The Occupational Safety and Health Administration (OSHA) has set a permissible exposure limit for hex chrome of 2.5 micrograms per cubic meter of air.
Here are four steps to reduce exposure to hexavalent chromium:
- The first step in cutting exposure is to look at process improvements. Changes in process and materials can significantly cut welders’ exposure to hexavalent chromium. These methods are usually less expensive and burdensome than addressing weld fumes after they have been created and released into your facility. The first change recommended by air quality engineers is a change in welding wire. If you are using flux-core wire, a change to solid wire will drastically reduce your weld fumes and reduce welders’ exposure to hex chrome.

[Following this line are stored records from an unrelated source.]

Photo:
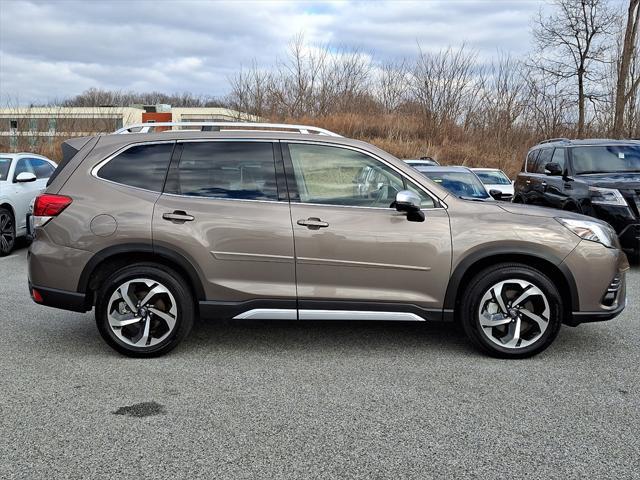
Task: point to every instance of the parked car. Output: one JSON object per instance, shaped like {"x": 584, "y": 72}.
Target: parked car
{"x": 460, "y": 181}
{"x": 22, "y": 177}
{"x": 599, "y": 178}
{"x": 154, "y": 229}
{"x": 495, "y": 179}
{"x": 422, "y": 162}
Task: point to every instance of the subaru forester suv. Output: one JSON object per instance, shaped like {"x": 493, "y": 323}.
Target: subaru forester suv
{"x": 599, "y": 178}
{"x": 265, "y": 221}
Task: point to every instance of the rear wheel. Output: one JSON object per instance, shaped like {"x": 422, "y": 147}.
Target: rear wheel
{"x": 7, "y": 232}
{"x": 144, "y": 310}
{"x": 511, "y": 311}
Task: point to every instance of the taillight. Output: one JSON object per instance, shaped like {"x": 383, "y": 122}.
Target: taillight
{"x": 48, "y": 205}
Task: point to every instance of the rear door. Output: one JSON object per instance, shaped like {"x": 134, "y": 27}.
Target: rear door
{"x": 222, "y": 209}
{"x": 539, "y": 178}
{"x": 553, "y": 186}
{"x": 523, "y": 186}
{"x": 355, "y": 254}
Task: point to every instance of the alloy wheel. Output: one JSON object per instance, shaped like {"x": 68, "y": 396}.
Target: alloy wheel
{"x": 142, "y": 312}
{"x": 7, "y": 233}
{"x": 514, "y": 313}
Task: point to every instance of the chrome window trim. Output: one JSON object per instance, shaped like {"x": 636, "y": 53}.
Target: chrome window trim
{"x": 223, "y": 198}
{"x": 96, "y": 169}
{"x": 435, "y": 199}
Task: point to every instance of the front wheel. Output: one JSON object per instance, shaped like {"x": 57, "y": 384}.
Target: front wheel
{"x": 511, "y": 311}
{"x": 144, "y": 310}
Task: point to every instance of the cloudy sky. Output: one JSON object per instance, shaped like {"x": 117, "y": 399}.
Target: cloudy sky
{"x": 54, "y": 49}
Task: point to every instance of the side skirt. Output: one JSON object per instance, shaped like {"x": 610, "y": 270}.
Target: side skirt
{"x": 266, "y": 309}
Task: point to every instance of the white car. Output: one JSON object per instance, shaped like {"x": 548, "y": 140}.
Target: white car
{"x": 495, "y": 179}
{"x": 23, "y": 176}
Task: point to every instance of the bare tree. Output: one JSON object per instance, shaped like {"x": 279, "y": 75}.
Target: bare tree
{"x": 573, "y": 43}
{"x": 440, "y": 85}
{"x": 629, "y": 45}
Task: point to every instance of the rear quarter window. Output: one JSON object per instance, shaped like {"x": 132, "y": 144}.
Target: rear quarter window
{"x": 5, "y": 164}
{"x": 140, "y": 166}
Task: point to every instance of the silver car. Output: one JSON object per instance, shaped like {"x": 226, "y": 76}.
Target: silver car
{"x": 23, "y": 176}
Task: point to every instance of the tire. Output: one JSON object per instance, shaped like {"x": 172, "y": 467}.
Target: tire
{"x": 7, "y": 232}
{"x": 509, "y": 331}
{"x": 150, "y": 329}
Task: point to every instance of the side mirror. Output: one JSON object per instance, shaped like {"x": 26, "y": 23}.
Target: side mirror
{"x": 496, "y": 194}
{"x": 409, "y": 202}
{"x": 25, "y": 177}
{"x": 553, "y": 168}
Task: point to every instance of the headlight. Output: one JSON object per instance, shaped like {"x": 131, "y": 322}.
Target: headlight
{"x": 607, "y": 196}
{"x": 592, "y": 231}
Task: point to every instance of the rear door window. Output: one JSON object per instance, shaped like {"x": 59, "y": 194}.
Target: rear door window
{"x": 141, "y": 166}
{"x": 543, "y": 158}
{"x": 41, "y": 168}
{"x": 558, "y": 157}
{"x": 531, "y": 161}
{"x": 232, "y": 170}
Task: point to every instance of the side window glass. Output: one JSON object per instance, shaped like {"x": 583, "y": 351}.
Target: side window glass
{"x": 558, "y": 157}
{"x": 141, "y": 166}
{"x": 340, "y": 176}
{"x": 235, "y": 170}
{"x": 22, "y": 166}
{"x": 531, "y": 161}
{"x": 425, "y": 200}
{"x": 41, "y": 168}
{"x": 546, "y": 156}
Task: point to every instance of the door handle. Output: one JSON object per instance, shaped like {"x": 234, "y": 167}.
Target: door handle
{"x": 178, "y": 216}
{"x": 313, "y": 223}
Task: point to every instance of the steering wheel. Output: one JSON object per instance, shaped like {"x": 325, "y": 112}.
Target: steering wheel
{"x": 383, "y": 194}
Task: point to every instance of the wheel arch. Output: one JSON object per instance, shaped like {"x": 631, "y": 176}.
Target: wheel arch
{"x": 553, "y": 267}
{"x": 107, "y": 261}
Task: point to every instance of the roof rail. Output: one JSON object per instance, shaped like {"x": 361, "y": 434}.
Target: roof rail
{"x": 217, "y": 126}
{"x": 559, "y": 139}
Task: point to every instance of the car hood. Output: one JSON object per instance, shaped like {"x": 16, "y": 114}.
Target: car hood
{"x": 519, "y": 209}
{"x": 625, "y": 181}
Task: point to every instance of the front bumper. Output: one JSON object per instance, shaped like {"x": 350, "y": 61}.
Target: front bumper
{"x": 599, "y": 274}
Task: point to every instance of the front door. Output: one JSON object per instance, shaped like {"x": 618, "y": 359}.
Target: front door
{"x": 221, "y": 209}
{"x": 356, "y": 257}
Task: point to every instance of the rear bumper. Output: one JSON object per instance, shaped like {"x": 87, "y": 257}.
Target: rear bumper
{"x": 51, "y": 297}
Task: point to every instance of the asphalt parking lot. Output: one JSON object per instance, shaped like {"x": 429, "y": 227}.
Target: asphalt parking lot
{"x": 312, "y": 400}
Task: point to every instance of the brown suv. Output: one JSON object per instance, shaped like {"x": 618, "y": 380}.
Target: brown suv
{"x": 155, "y": 229}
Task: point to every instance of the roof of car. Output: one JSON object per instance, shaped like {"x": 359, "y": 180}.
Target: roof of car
{"x": 566, "y": 142}
{"x": 22, "y": 154}
{"x": 443, "y": 169}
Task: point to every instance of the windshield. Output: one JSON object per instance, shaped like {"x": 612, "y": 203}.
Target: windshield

- Next, use engineering controls such as a dust collection systems to protect welders from hex chrome. For manual welding, source capture systems such as backdraft tables or fume guns capture weld fumes—and particularly dangerous substances such as hex chrome—with a high degree of efficiency. If welding operations involve very large pieces (ones that won’t fit under a hood or on a table), the best solution might be a fume gun combined with a secondary ambient capture system to capture any leftover fumes. Robotic applications should be kept under hoods whenever possible.
- Your third step is to consider an ambient dust collection system. This collector will mitigate fumes throughout a facility and could cut exposure to a safe level. While never adequate as a standalone air quality solution, ambient collectors are highly effective when paired with source capture equipment.
- If exposure levels are still excessive, look into implementing personal protective equipment (PPE) such as powered air-purifying respirators (PAPR’s) for welders. When used correctly, PAPR systems can protect a welder in nearly any welding situation. Remember that OSHA considers PPE to be a last resort; engineering controls must be used whenever it is technically feasible.